El sillón de mimbre crujió pesadamente.

– Irritable -comentó Mr. Van Wick para sí, y añadió en voz alta:

– Entonces, le espero dentro de media hora -dijo despreocupadamente, yéndose.

– Dentro de media hora -repitió a sus espaldas la rígida cabeza plateada del capitán Whalley, como saliendo de su embebimiento.

Hacia mitad del barco, junto a la sala de máquinas, podían oírse dos voces, discutían, una irritada y lenta, la otra alerta.

– Le digo que el bestia se ha encerrado para emborracharse.

– No tiene remedio ya, Mr. Massy. Al fin y al cabo, uno tiene derecho a encerrarse en el camarote durante el tiempo libre.

– Pero no para emborracharse.

– Le oí jurar que los apuros que le daban las calderas eran como para hacer emborracharse a cualquiera -dijo Sterne malicioso.

Massy susurró algo sobre echar la puerta abajo. Mr. Van Wick, para esquivarles, cruzó a obscuras por el otro lado de la desierta cubierta. Las tablas del embarcadero crujieron levemente bajo sus apresurados pasos.

– ¡Mr. Van Wick! ¡Mr. Van Wick!

Siguió andando; alguien corría por el sendero.

– Olvidó usted la correspondencia.

Sterne le alcanzó, con un fajo de papeles en la mano.

– ¡Ah! Gracias.

Pero como el otro seguía andando a su lado, Mr. Van Wick se detuvo en seco. Las hojas que pendían delante de la iluminada fachada del bungalow proyectaban su negra y recta sombra hacia la gran extensión de noche de aquella parte. Todo estaba en calma. Se oía el tintineo de copas y vajilla. Los criados de Mr. Van Wick estaban poniendo la mesa para dos en la galería.
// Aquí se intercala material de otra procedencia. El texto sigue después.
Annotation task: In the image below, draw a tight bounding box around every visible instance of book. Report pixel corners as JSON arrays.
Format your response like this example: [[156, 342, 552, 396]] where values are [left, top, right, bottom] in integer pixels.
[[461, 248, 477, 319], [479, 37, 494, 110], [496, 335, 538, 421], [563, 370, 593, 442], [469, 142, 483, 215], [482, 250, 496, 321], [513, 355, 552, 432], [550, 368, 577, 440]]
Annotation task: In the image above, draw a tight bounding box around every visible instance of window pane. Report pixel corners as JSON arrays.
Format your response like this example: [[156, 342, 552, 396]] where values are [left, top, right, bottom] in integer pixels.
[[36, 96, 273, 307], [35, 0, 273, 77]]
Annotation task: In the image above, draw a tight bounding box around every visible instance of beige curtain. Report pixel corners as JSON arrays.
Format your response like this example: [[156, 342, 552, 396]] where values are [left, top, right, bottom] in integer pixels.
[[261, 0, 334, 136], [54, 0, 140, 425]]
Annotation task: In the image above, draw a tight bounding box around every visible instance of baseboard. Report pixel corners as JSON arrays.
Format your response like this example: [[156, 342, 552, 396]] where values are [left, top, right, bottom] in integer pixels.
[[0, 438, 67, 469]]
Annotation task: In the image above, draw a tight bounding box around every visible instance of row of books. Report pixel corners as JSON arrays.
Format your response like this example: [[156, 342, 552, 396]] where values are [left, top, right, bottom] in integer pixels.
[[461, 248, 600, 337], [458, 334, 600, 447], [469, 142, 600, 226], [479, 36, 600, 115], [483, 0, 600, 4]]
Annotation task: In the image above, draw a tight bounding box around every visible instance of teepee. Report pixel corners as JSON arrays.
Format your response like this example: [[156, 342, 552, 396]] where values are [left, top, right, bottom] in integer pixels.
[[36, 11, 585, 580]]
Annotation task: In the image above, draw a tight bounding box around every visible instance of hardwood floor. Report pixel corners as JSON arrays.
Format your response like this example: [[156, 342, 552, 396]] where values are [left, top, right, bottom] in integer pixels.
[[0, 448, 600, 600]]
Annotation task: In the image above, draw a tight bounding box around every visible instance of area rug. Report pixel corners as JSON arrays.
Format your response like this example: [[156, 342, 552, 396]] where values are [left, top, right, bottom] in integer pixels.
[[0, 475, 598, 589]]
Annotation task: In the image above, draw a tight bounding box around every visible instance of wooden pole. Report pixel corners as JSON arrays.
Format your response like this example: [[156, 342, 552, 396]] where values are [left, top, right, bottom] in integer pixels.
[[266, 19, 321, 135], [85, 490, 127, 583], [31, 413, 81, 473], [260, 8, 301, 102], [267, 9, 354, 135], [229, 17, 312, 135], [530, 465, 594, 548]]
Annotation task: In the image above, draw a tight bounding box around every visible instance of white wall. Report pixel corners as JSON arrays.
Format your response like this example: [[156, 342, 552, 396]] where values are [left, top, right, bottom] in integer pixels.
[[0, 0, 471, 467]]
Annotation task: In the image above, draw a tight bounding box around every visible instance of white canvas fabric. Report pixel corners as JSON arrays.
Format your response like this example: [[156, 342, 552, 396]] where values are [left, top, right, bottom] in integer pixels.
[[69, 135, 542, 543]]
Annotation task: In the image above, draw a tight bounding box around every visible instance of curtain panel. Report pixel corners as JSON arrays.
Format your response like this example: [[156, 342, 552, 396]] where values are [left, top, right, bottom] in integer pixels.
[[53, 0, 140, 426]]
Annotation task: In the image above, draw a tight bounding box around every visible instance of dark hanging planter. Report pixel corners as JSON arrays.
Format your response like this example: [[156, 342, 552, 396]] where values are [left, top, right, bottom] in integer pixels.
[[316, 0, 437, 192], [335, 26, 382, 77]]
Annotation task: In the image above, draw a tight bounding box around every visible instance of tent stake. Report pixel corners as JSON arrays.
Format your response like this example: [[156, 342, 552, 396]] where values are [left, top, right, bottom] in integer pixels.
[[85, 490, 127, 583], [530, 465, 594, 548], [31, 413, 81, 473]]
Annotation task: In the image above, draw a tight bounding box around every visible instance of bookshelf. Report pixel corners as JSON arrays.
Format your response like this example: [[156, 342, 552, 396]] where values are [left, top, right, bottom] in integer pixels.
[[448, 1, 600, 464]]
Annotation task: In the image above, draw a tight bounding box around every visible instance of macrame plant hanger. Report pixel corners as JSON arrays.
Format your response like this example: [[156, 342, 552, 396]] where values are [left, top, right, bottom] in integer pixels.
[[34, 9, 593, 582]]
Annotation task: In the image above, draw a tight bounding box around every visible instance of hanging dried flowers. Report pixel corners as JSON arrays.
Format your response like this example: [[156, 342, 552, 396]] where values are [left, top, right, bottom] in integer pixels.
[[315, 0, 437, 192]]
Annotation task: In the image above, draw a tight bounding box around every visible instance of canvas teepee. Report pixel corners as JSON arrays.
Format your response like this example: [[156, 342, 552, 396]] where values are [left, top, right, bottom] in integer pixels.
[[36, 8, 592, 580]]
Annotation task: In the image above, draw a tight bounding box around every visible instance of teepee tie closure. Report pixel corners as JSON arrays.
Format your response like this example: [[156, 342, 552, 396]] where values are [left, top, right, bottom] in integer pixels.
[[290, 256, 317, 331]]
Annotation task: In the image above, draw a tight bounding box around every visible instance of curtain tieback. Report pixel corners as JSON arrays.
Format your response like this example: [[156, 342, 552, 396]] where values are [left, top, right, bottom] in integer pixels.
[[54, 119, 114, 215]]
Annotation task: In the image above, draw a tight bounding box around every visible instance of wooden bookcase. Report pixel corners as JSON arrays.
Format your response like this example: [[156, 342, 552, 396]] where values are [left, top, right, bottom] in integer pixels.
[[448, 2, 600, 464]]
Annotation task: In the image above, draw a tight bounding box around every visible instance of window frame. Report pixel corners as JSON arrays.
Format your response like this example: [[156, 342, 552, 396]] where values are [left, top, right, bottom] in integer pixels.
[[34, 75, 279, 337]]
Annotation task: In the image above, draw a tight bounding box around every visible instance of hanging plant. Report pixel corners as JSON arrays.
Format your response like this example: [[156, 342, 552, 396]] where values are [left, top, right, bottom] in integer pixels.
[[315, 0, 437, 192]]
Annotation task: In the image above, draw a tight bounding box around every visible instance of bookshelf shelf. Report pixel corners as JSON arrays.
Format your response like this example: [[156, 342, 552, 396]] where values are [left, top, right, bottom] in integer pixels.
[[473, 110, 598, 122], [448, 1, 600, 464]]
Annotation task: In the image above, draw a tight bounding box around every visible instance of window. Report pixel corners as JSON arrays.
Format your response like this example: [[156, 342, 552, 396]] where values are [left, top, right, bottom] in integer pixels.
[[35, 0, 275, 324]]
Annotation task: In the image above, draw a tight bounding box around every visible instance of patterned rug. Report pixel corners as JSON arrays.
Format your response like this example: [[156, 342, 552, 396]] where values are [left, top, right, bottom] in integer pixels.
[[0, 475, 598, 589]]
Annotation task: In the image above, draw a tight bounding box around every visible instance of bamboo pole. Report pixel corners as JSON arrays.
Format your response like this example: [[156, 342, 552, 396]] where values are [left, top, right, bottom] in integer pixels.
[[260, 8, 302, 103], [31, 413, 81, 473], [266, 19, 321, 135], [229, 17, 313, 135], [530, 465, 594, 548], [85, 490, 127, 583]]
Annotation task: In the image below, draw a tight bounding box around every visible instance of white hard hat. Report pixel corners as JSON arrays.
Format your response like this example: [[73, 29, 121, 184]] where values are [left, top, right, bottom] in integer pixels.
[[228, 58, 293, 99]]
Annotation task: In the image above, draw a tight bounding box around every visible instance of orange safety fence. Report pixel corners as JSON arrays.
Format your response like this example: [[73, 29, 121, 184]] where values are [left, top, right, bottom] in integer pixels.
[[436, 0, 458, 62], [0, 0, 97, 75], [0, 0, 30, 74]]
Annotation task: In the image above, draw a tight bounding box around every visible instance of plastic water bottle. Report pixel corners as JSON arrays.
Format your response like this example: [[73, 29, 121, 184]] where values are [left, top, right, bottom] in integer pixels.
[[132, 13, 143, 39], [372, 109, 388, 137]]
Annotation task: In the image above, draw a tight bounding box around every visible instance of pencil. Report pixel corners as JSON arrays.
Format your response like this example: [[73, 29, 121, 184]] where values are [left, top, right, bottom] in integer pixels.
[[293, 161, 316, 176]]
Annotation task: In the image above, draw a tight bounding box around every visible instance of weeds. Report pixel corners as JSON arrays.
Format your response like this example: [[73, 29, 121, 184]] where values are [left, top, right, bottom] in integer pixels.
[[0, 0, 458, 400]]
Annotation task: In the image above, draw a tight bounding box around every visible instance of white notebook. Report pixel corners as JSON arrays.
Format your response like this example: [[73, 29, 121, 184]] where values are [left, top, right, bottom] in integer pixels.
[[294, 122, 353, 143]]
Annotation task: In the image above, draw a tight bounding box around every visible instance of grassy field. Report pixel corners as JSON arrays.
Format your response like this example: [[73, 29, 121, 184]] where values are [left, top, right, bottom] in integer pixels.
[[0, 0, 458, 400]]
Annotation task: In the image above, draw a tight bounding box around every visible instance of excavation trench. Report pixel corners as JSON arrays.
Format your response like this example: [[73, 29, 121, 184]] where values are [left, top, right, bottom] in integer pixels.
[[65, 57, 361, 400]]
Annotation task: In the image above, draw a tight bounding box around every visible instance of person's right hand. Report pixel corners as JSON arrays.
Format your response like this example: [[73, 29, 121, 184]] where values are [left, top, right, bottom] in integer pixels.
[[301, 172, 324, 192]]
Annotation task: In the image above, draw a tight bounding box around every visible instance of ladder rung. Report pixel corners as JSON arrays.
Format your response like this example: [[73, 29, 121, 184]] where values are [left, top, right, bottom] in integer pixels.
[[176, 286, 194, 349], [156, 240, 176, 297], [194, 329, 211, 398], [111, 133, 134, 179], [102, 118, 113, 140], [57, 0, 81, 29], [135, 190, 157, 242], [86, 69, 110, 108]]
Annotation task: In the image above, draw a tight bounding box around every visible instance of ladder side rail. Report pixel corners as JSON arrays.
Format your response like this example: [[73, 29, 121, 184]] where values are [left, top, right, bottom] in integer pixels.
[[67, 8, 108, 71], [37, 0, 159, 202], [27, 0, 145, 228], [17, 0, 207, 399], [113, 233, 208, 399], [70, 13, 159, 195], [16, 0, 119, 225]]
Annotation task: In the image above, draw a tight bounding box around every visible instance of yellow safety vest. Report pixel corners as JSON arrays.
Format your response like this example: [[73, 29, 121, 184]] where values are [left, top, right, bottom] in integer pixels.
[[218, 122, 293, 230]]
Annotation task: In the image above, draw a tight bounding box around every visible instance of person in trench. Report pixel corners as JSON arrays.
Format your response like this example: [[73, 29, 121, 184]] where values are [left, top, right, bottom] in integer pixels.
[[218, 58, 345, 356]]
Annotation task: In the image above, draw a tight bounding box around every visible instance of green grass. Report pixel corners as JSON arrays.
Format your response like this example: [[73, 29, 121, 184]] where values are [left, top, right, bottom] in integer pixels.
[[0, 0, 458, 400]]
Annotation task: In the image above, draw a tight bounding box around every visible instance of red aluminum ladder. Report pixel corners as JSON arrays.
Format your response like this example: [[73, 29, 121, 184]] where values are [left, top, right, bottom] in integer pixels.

– Me temo que no dé crédito usted a mis buenas intenciones en este caso.

– Lo único que sucede es que no le entiendo.

– El capitán Whalley es un hombre muy audaz, pero va a comprender que se acabó la partida. Es lo único que tiene que salir de mis labios. Créame, siento la mayor consideración, pero el deber es el deber. No quiero armar un escándalo. Todo lo que le pido a usted, como amigo de él, es que le diga de mi parte que se acabó la partida. Con esto bastará.

Mr. Van Wick se estremeció apesadumbrado ante ese extraño privilegio de la amistad. No iba a rebajarse pidiendo la menor explicación; tampoco creía prudente despedir al otro con cajas destempladas… al menos por el momento. Tanta seguridad le hacía dudar. A saber lo que podía haber en el fondo de aquello, pensaba. Su aprecio por el capitán Whalley tenía la tenacidad de un sentimiento desinteresado, y el instinto práctico le ayudó a ocultar el desprecio.

– De lo que me dice deduzco que se trata de algo grave.

– Sumamente grave -asintió Sterne, solemnemente, encantado de haber producido efecto al cabo. Se disponía a añadir algunas efusivas protestas de pesar alegando la «ineludible necesidad» en que se había visto, pero Mr. Van Wick le cortó tajante, aunque educado.